2, on-site submission of materials; window staff to receive, in line with the requirements of the confirmation of acceptance, does not meet the requirements of inadmissibility; material review, incomplete materials require the applicant to make up for the corrections; on-site acceptance: need to be accepted on-site acceptance to the site acceptance, without the need for on-site acceptance of the audit through the transfer of the approval; approval, meet the conditions of the license to be granted, do not meet the requirements of the Not licensed.
3, apply for Class II medical device business record vouchers:
4, Class II devices: refers to its safety, effectiveness should be controlled medical devices. Such as thermometers, sphygmomanometers, electrocardiographic diagnostic equipment, medical cotton wool, medical gauze, constant temperature incubators, glass cupping device.
5, need to prepare the materials are: Class II medical device business filing form; business license and a copy of the organization code certificate; legal representative, the person in charge of the enterprise, the person in charge of the quality of the identity, education or title certificate copy; organizational structure and departmental setup description; business scope, mode of operation description; business premises, warehouse address of the geographic location of the map, floor plan, home ownership Proof of documents or a copy of the lease certificate issued by the housing lease.

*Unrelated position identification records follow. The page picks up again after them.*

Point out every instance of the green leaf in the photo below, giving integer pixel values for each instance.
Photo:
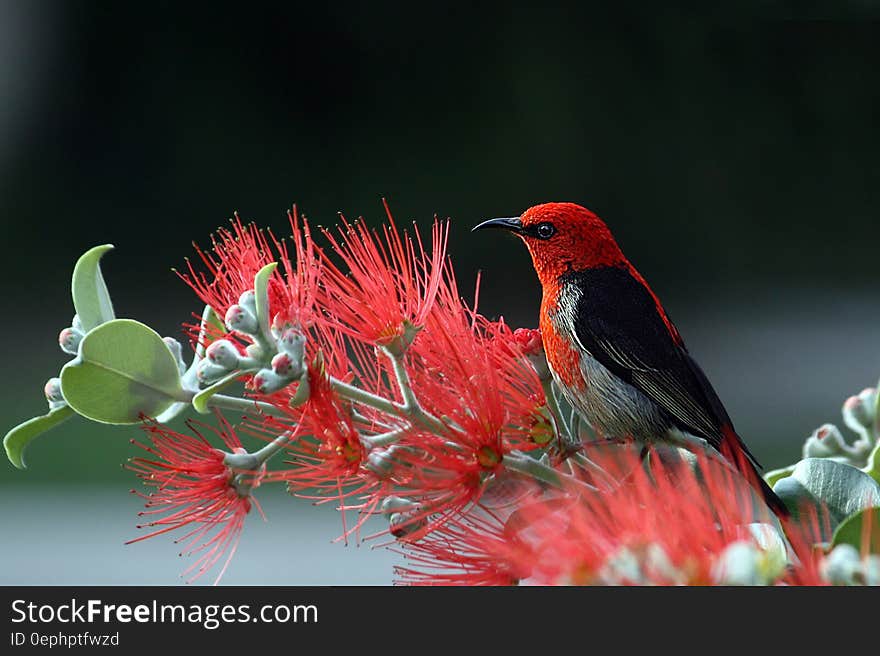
(90, 296)
(833, 488)
(261, 293)
(18, 438)
(200, 400)
(872, 469)
(123, 369)
(861, 528)
(772, 477)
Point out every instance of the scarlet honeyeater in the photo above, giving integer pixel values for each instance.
(612, 348)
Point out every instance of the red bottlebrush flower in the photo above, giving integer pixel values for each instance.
(469, 372)
(193, 487)
(237, 255)
(467, 550)
(391, 282)
(240, 252)
(326, 448)
(668, 526)
(294, 299)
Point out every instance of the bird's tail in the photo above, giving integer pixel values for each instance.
(735, 451)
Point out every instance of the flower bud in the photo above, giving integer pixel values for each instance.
(826, 441)
(208, 373)
(248, 300)
(177, 351)
(858, 411)
(69, 339)
(738, 564)
(285, 367)
(402, 525)
(267, 381)
(239, 318)
(280, 323)
(292, 342)
(223, 353)
(52, 390)
(842, 566)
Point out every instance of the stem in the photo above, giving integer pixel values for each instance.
(366, 398)
(244, 405)
(416, 413)
(255, 460)
(384, 439)
(540, 471)
(411, 404)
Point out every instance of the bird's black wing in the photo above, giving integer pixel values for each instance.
(616, 319)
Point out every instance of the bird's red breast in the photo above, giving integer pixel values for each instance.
(581, 241)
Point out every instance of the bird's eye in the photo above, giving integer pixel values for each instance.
(545, 230)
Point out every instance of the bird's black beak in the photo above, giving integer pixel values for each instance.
(513, 224)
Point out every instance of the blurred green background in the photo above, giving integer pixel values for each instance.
(736, 160)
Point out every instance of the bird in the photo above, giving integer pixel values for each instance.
(611, 347)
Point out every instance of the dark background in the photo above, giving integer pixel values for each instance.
(735, 158)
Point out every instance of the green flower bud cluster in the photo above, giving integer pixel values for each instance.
(70, 338)
(405, 516)
(287, 365)
(845, 566)
(860, 416)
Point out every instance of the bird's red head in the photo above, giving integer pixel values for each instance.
(562, 237)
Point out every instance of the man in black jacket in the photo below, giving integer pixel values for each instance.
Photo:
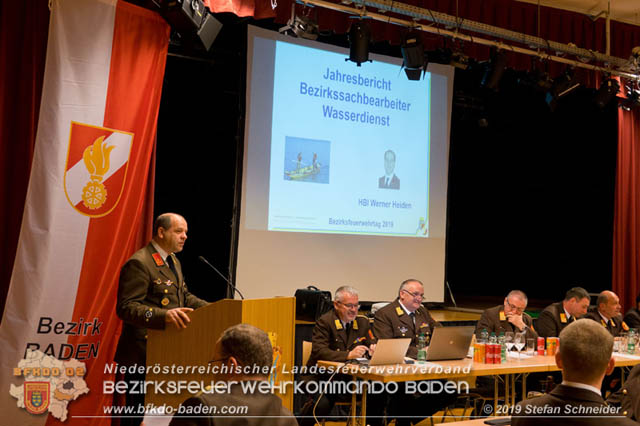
(245, 397)
(557, 316)
(340, 335)
(584, 358)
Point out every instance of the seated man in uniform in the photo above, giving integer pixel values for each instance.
(508, 317)
(632, 317)
(402, 318)
(584, 356)
(557, 316)
(607, 313)
(339, 335)
(243, 349)
(628, 397)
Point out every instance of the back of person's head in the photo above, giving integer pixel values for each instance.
(585, 350)
(577, 293)
(603, 298)
(249, 345)
(344, 290)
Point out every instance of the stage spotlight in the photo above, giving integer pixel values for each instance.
(494, 71)
(302, 26)
(359, 37)
(607, 92)
(305, 27)
(562, 86)
(413, 56)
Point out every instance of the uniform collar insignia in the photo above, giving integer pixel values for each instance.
(158, 259)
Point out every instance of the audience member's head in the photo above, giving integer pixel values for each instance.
(585, 352)
(608, 304)
(247, 347)
(346, 304)
(576, 301)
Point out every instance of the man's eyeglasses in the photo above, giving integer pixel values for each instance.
(350, 305)
(414, 295)
(515, 308)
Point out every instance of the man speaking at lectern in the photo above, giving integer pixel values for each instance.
(152, 294)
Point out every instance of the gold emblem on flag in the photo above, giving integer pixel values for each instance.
(96, 160)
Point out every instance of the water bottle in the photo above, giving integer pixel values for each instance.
(503, 347)
(484, 336)
(422, 347)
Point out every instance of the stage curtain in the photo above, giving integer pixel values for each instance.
(626, 228)
(23, 44)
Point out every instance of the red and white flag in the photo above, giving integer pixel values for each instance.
(88, 206)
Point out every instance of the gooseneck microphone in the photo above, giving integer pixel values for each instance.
(229, 283)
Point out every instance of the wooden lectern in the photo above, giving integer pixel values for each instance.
(194, 346)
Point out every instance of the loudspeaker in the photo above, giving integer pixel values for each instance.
(184, 15)
(209, 31)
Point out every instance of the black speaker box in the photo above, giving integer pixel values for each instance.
(209, 31)
(184, 15)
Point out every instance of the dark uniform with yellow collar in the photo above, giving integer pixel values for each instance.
(553, 320)
(393, 322)
(615, 325)
(148, 288)
(494, 319)
(332, 341)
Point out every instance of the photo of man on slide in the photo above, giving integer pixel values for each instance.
(389, 180)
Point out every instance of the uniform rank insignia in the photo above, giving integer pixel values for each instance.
(158, 259)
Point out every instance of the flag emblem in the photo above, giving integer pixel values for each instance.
(36, 399)
(96, 169)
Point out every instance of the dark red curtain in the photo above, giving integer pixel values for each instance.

6, business facilities, equipment directory; business quality management system, work procedures and other documents directory; the operator's authorization certificate.

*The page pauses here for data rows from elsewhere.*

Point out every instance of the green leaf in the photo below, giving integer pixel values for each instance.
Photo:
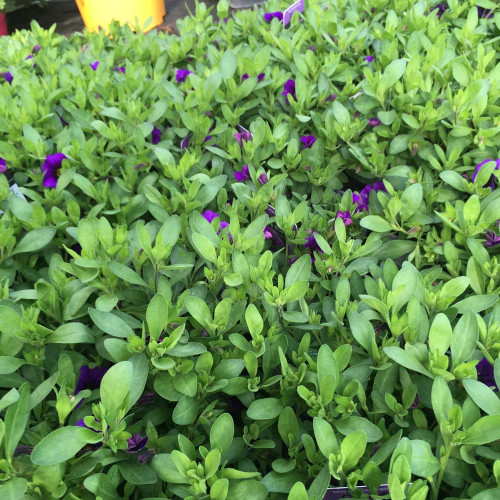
(483, 396)
(157, 315)
(375, 223)
(115, 385)
(222, 432)
(299, 271)
(485, 430)
(110, 323)
(125, 273)
(264, 409)
(405, 359)
(35, 240)
(60, 445)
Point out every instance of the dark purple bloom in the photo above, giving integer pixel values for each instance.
(52, 168)
(484, 13)
(312, 244)
(136, 443)
(182, 74)
(263, 179)
(491, 182)
(485, 373)
(271, 15)
(345, 216)
(441, 7)
(308, 140)
(90, 378)
(156, 136)
(492, 239)
(289, 88)
(242, 136)
(243, 175)
(8, 77)
(209, 215)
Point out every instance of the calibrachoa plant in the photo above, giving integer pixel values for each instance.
(253, 261)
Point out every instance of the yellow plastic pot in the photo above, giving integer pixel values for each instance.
(100, 13)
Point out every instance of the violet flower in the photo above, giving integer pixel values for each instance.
(345, 216)
(182, 74)
(52, 169)
(492, 239)
(242, 136)
(243, 175)
(485, 373)
(289, 89)
(136, 443)
(441, 7)
(7, 76)
(491, 182)
(308, 140)
(269, 16)
(263, 179)
(156, 136)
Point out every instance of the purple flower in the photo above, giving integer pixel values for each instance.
(242, 136)
(182, 74)
(52, 168)
(156, 136)
(485, 373)
(263, 179)
(345, 216)
(271, 15)
(484, 13)
(312, 244)
(8, 77)
(492, 239)
(209, 215)
(289, 88)
(441, 7)
(243, 175)
(136, 443)
(90, 378)
(491, 182)
(308, 140)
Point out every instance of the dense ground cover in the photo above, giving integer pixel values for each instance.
(253, 261)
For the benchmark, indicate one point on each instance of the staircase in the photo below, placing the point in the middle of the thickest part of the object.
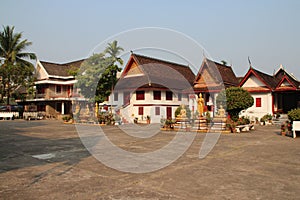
(282, 119)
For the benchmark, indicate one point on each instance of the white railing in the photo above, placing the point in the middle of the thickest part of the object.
(10, 115)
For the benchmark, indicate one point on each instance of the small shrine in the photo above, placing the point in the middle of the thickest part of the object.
(200, 123)
(219, 121)
(182, 121)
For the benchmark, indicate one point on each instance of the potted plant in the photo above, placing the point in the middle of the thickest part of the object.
(148, 119)
(283, 129)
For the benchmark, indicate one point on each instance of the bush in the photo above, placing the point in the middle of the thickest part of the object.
(234, 100)
(266, 117)
(294, 115)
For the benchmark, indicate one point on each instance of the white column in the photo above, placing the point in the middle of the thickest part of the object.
(62, 108)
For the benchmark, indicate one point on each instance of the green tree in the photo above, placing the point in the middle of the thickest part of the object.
(234, 100)
(100, 69)
(15, 70)
(113, 50)
(294, 115)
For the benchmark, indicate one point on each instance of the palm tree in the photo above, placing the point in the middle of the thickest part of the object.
(15, 69)
(11, 47)
(114, 50)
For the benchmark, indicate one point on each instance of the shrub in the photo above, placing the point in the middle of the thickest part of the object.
(294, 115)
(266, 117)
(234, 100)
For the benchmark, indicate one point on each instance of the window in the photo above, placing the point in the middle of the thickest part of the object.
(116, 98)
(169, 95)
(141, 110)
(156, 95)
(140, 95)
(157, 110)
(179, 96)
(58, 89)
(258, 102)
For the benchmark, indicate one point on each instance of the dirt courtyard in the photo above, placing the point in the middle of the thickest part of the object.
(47, 160)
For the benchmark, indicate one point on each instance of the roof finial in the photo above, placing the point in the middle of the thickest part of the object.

7, apply for a Class III medical device license:
8, Class III medical devices: refers to the implanted in the human body or to support the life-sustaining, potentially dangerous to the human body, the safety and effectiveness of which must be strictly controlled medical devices. Such as implantable cardiac pacemaker ground, extracorporeal shock wave lithotripter, patient invasive monitoring system.
9, the enterprise should also provide the following information: business license, a copy of the organization code certificate; applying for the production of medical devices held by the enterprise registration certificate and a copy of the technical requirements of the product; legal representative, a copy of the identity of the person in charge of the enterprise; production, quality and technology responsible for the identity of the person in charge, a copy of the academic qualifications, professional titles; production management, quality inspection positions of the practitioner's academic qualifications, List of titles; production site documents, there are special production environment requirements should also be submitted to the facilities, environment, copies of documents; the main production equipment and inspection equipment directory; quality manuals and procedural documents, process flow diagrams, authorization certificates of the operator; other.